Peruvian bonds rose, pushing down yields the most in a month, as demand for higher-yielding assets climbed after central banks lowered the cost of emergency dollar funding in an effort to ease Europe’s debt crisis.
The yield on the nation’s benchmark 7.84 percent sol-denominated bond due August 2020 fell five basis points, or 0.05 percentage point, to 5.70 percent at 2:43 p.m. Lima time, according to prices compiled by Bloomberg. That’s the yield’s steepest fall since Oct. 27. The security’s price rose 0.34 centimo to 114.47 centimos per sol.
Six central banks led by the Federal Reserve moved to ease strains in markets today after the cost for European banks to fund in dollars rose to the highest levels in three years as concerns about a possible breakup of the euro area increased.
The measure sparked “a rally in risky assets,” said Bret Rosen, a Latin America strategist at Standard Chartered in New York.
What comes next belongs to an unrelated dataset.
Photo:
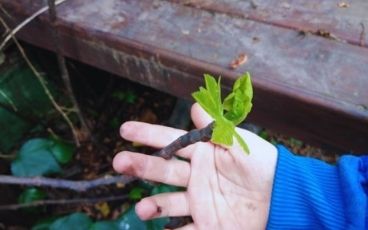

The extra yield investors demand to own Peruvian government bonds instead of U.S. Treasuries fell 11 basis points to 227, according to JPMorgan Chase & Co.
The sol strengthened 0.2 percent to 2.7005 per U.S. dollar from 2.7060 yesterday, according to Deutsche Bank AG’s local unit.
Peru’s central bank purchased dollars today for the first time since Nov. 18 to slow the sol’s advance. The bank purchased $114 million and paid an average 2.7 soles per dollar, it said on its website.